Despite everything I don’t like about, this saw has become the number one tool I use when overlanding. No matter what I’m doing, where I go, however long I’m gone for, it comes with me. Because you never know what you’ll encounter when out on the trail.
Imagine you’ve been on the trail for hours, searching for the perfect spot to camp. Finally, you find it, the best campsite you have ever seen! There is just one thing that could make it better, cinnamon rolls! This is something we’ve been able to do, ever since we got a Camp Chef Camp Oven two years ago. With the addition of the Camp Oven to our overlanding arsenal, the on-trail menu has expanded tremendously.
Fuel and Power
The oven is fueled by propane, either with a 1LB or a larger tank, when combined with an available hose. Using a 1LB tank has its limitations, only letting the oven get up to 350F for 7 hours. While using a larger tank will allow it to reach 400F. No matter what tank size you use, the oven will still produce 3,000BTUs/hr and the two brass range burners will do 7,500BTUs/hr.

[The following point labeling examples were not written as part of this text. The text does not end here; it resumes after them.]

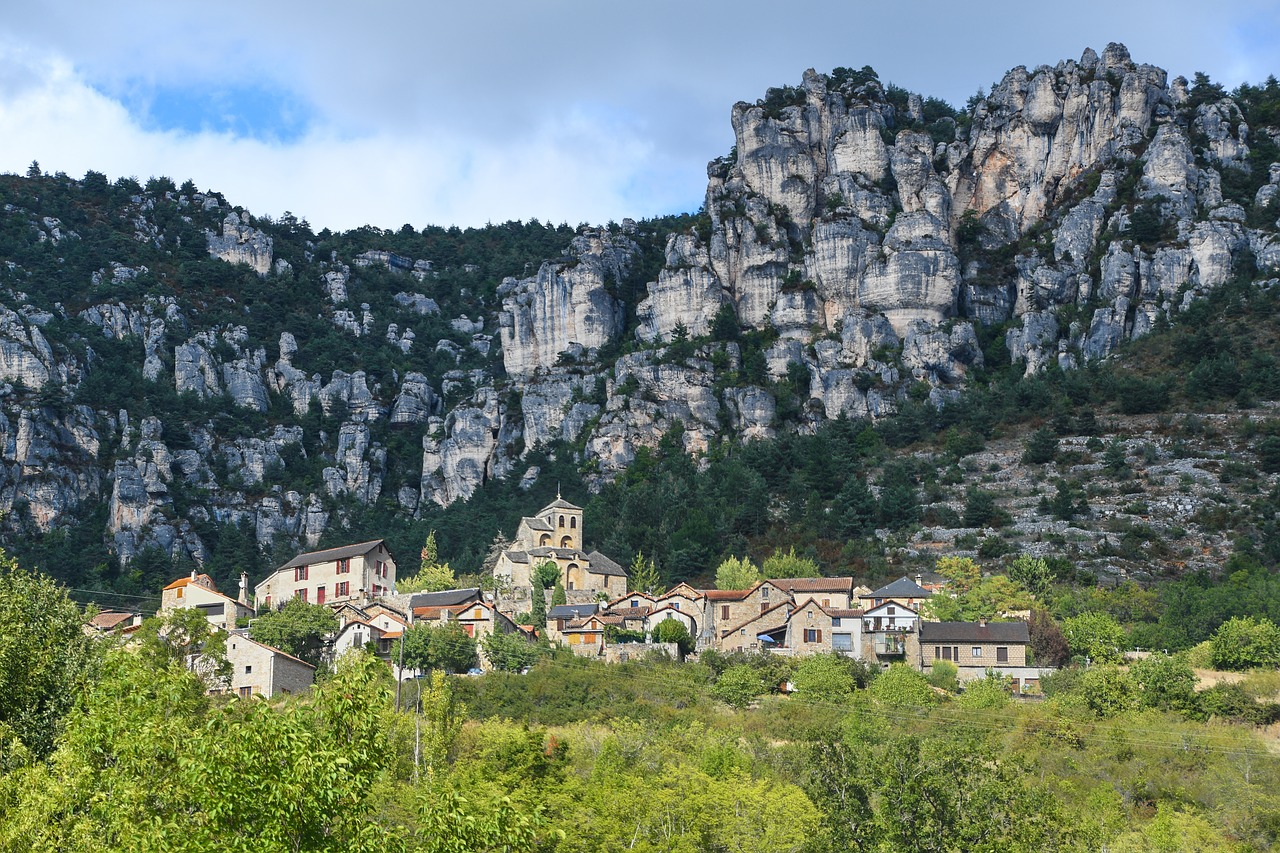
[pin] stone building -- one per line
(556, 536)
(357, 573)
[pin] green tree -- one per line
(300, 628)
(432, 574)
(45, 657)
(672, 630)
(1041, 447)
(1096, 635)
(823, 678)
(1107, 690)
(1166, 682)
(903, 687)
(1244, 642)
(446, 647)
(1032, 573)
(855, 509)
(644, 575)
(739, 685)
(538, 606)
(736, 574)
(789, 565)
(511, 651)
(982, 511)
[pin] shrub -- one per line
(1243, 642)
(901, 685)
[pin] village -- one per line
(599, 617)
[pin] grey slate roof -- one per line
(572, 611)
(561, 503)
(344, 552)
(974, 633)
(900, 588)
(444, 598)
(602, 565)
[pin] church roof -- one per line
(602, 565)
(561, 503)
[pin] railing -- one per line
(890, 644)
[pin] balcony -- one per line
(890, 644)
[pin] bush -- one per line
(739, 685)
(823, 678)
(1243, 643)
(903, 687)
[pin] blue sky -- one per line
(396, 112)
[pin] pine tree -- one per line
(538, 606)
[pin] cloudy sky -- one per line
(394, 112)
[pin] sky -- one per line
(393, 112)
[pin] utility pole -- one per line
(400, 669)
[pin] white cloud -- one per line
(493, 110)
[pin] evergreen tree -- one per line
(855, 509)
(538, 607)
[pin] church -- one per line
(556, 536)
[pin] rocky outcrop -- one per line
(567, 304)
(241, 243)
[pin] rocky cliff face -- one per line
(856, 247)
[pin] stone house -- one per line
(200, 593)
(356, 573)
(890, 633)
(977, 647)
(556, 536)
(561, 615)
(261, 670)
(903, 591)
(758, 632)
(828, 592)
(725, 609)
(813, 628)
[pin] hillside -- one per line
(882, 299)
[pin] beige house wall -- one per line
(364, 574)
(986, 658)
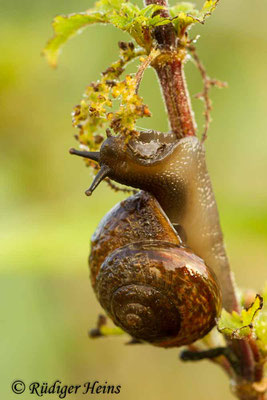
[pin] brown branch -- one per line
(204, 95)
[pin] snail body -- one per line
(175, 172)
(147, 281)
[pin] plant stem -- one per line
(169, 68)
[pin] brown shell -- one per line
(159, 292)
(137, 218)
(148, 283)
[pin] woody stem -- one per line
(169, 68)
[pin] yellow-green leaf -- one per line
(239, 326)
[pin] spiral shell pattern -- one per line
(159, 292)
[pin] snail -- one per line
(173, 171)
(148, 282)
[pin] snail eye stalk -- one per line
(101, 175)
(92, 155)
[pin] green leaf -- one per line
(185, 14)
(67, 26)
(238, 326)
(261, 325)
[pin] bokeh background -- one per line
(46, 220)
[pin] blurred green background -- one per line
(46, 220)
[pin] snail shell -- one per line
(175, 172)
(149, 284)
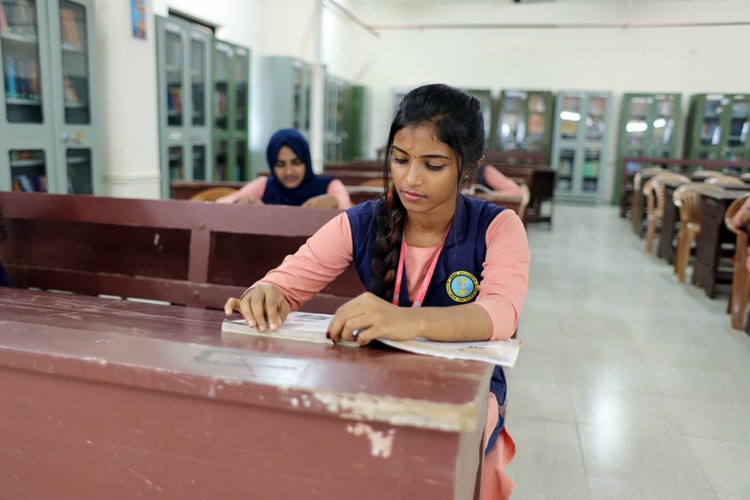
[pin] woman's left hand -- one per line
(372, 317)
(321, 201)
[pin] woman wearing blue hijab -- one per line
(292, 180)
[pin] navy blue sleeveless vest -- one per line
(457, 273)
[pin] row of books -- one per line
(18, 17)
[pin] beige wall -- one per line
(679, 59)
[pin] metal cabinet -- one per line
(184, 61)
(49, 117)
(650, 125)
(524, 121)
(580, 144)
(282, 93)
(231, 94)
(717, 127)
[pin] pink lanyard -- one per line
(427, 278)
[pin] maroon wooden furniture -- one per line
(184, 190)
(677, 164)
(130, 400)
(714, 240)
(182, 252)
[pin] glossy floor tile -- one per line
(629, 384)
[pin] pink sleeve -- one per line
(324, 256)
(337, 189)
(252, 189)
(500, 183)
(505, 277)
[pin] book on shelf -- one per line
(312, 327)
(69, 27)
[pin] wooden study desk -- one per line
(706, 271)
(134, 399)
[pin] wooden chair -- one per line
(740, 278)
(702, 175)
(687, 199)
(724, 180)
(212, 194)
(653, 190)
(636, 211)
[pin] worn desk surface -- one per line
(713, 233)
(145, 399)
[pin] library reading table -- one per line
(135, 399)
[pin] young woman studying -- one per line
(292, 180)
(436, 264)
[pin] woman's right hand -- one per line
(263, 307)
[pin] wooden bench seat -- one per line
(182, 252)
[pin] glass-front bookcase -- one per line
(717, 127)
(184, 60)
(335, 135)
(231, 94)
(49, 117)
(650, 125)
(281, 98)
(524, 121)
(487, 105)
(580, 144)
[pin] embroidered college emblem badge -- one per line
(462, 286)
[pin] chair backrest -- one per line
(687, 198)
(702, 175)
(212, 194)
(732, 211)
(654, 190)
(725, 180)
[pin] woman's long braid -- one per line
(389, 220)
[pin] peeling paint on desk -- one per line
(400, 411)
(380, 444)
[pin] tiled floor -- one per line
(629, 385)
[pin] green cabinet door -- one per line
(231, 77)
(717, 127)
(524, 121)
(650, 124)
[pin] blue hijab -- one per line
(312, 185)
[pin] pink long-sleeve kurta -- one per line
(256, 188)
(502, 291)
(502, 288)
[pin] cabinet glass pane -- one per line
(176, 163)
(298, 85)
(20, 48)
(199, 163)
(536, 122)
(570, 116)
(75, 62)
(738, 123)
(591, 169)
(566, 169)
(664, 121)
(710, 126)
(174, 79)
(241, 161)
(221, 151)
(198, 80)
(28, 170)
(512, 126)
(240, 78)
(637, 125)
(80, 179)
(221, 76)
(595, 118)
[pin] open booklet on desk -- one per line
(312, 327)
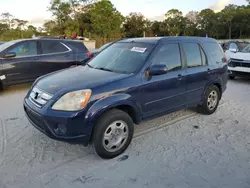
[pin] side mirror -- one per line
(10, 55)
(234, 50)
(158, 70)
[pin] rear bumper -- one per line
(53, 130)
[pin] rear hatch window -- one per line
(122, 57)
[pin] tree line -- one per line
(100, 20)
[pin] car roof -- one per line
(51, 39)
(155, 40)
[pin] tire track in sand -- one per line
(4, 136)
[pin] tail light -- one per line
(90, 55)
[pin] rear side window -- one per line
(25, 49)
(49, 47)
(233, 46)
(169, 55)
(193, 54)
(215, 52)
(77, 47)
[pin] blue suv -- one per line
(131, 81)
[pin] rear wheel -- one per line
(210, 101)
(112, 134)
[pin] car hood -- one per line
(241, 55)
(81, 77)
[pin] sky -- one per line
(35, 11)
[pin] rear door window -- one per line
(50, 47)
(169, 55)
(193, 54)
(215, 52)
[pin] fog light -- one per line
(61, 129)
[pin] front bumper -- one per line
(71, 128)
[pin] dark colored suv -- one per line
(131, 81)
(23, 61)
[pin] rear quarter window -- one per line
(77, 47)
(50, 47)
(214, 51)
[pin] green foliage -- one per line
(134, 25)
(105, 18)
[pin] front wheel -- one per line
(112, 134)
(211, 100)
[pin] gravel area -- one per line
(183, 149)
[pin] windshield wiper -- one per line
(105, 69)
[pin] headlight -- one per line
(73, 101)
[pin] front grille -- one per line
(36, 119)
(39, 97)
(239, 63)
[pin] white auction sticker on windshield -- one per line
(138, 49)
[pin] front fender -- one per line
(102, 105)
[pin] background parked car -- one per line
(239, 64)
(23, 61)
(97, 51)
(232, 47)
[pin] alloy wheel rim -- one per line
(115, 136)
(212, 100)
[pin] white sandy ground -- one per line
(166, 152)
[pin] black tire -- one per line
(204, 108)
(101, 126)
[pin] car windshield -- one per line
(6, 45)
(122, 57)
(246, 49)
(105, 46)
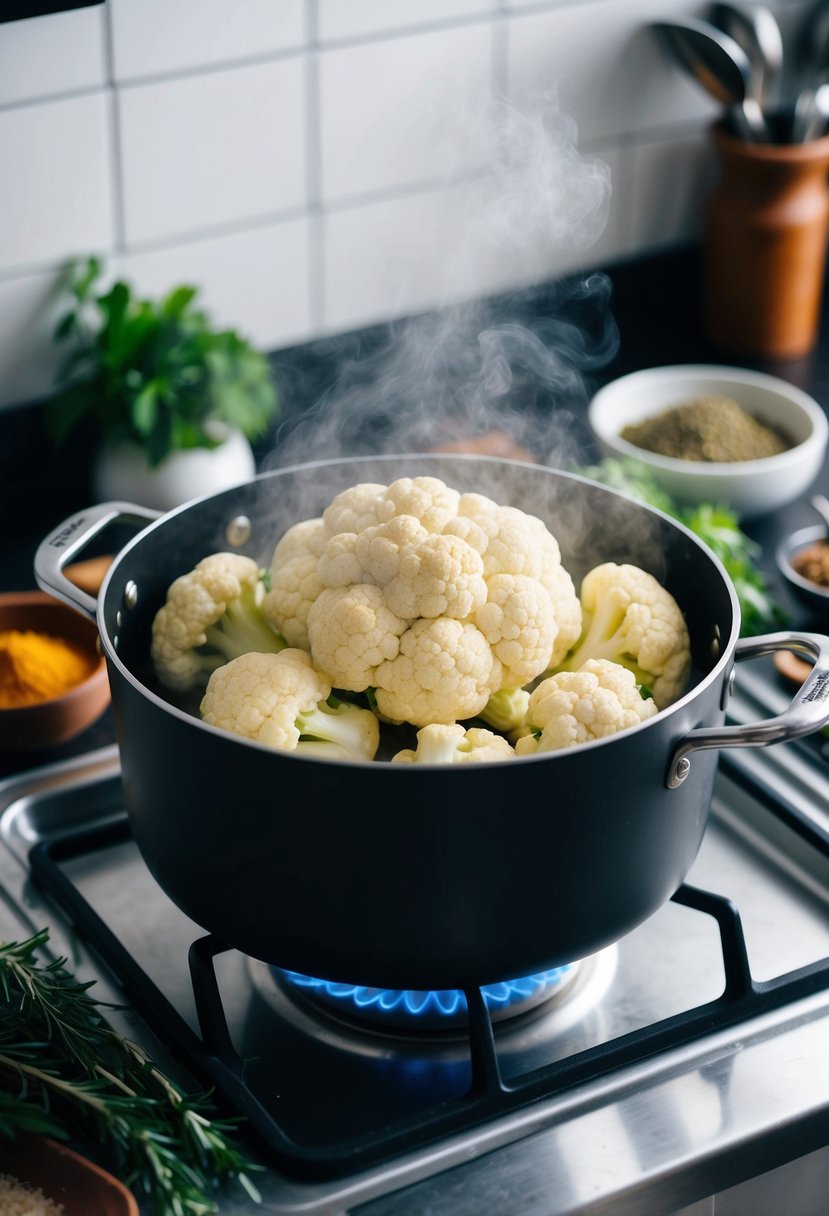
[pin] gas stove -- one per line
(680, 1062)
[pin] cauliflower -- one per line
(292, 594)
(280, 701)
(451, 744)
(575, 707)
(212, 614)
(631, 619)
(433, 598)
(506, 709)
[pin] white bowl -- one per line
(750, 488)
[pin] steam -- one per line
(472, 367)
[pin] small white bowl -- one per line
(750, 488)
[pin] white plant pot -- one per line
(120, 473)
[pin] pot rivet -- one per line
(238, 530)
(728, 687)
(682, 770)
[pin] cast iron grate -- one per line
(213, 1057)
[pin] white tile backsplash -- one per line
(156, 37)
(44, 56)
(404, 111)
(255, 281)
(370, 18)
(56, 197)
(212, 150)
(316, 165)
(605, 66)
(29, 308)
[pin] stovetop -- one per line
(683, 1059)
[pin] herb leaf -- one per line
(716, 525)
(63, 1071)
(157, 373)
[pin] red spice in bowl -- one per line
(56, 719)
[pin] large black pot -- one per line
(407, 876)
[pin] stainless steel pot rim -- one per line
(455, 771)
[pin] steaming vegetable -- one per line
(506, 710)
(280, 701)
(212, 614)
(632, 620)
(575, 707)
(444, 611)
(454, 744)
(432, 598)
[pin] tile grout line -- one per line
(316, 229)
(116, 148)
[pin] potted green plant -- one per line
(174, 401)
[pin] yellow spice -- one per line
(37, 666)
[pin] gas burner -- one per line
(436, 1009)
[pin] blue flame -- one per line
(445, 1003)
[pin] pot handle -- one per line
(69, 538)
(808, 710)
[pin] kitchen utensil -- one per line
(721, 67)
(812, 62)
(755, 29)
(811, 114)
(751, 488)
(407, 876)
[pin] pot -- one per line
(407, 876)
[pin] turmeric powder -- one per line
(37, 666)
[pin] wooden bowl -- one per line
(66, 1177)
(51, 722)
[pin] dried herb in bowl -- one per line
(709, 428)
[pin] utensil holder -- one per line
(765, 246)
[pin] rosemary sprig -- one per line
(65, 1071)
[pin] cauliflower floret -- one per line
(576, 707)
(519, 624)
(354, 510)
(506, 710)
(513, 542)
(280, 701)
(445, 670)
(428, 499)
(430, 555)
(353, 632)
(294, 581)
(630, 618)
(212, 614)
(440, 576)
(451, 744)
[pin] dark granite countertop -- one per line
(653, 304)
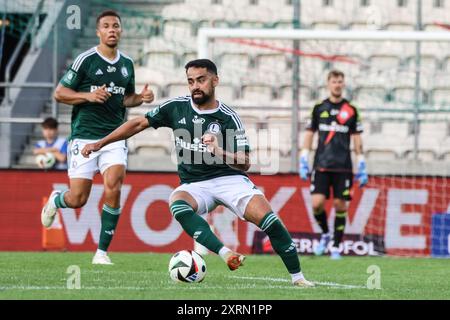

After owning this oven for as long as I have, I feel like I can share my honest thoughts on the product. First off, I haven’t been nice to it. Saying that it has held up surprisingly well. The only casualties were two of the rubber feet breaking off. It was nice to find that Camp Chef does offer replacement parts on anything you could break. You can find a parts catalog here.
Something I wish we had purchased was the Deluxe Oven Carry Bag. As of now, I let it bounce around in the bed of my truck, and it would be nice to have some protection for the oven glass. I did buy the Bulk Tank Hose Adapter, and I don’t think we could live without it. It’s been great not having to worry about how many 1LB tanks I should bring along. Especially on a week-long trek on the back roads of the Upper Peninsula. With one 20LB tank, we made two meals a day and heated water for coffee and tea for nine days!
One thing we’ve noticed that’s kind of annoying is that the oven seems to take forever to heat up. Depending on the weather, you may be waiting an hour or so for the oven to heat to temperature. This is more prominent when you are trying to use a burner and the oven, at the same time. What I’ve also noticed is the thermometer is slightly off, and it can be a little inconvenient being unable to set the oven to a specific temperature. You may need to cook your food slightly longer in the oven to make up for inconsistent temps. But in the end, it is camping, and I usually don’t plan on making anything that needs to be in the oven for more than 30 minutes.
All in all, I do enjoy using the Camp Chef Camp Oven over a traditional camp stove. The ability to make things like garlic bread, pizza rolls, or even cookies on a cold night, makes our on-trail home feel more like a real home.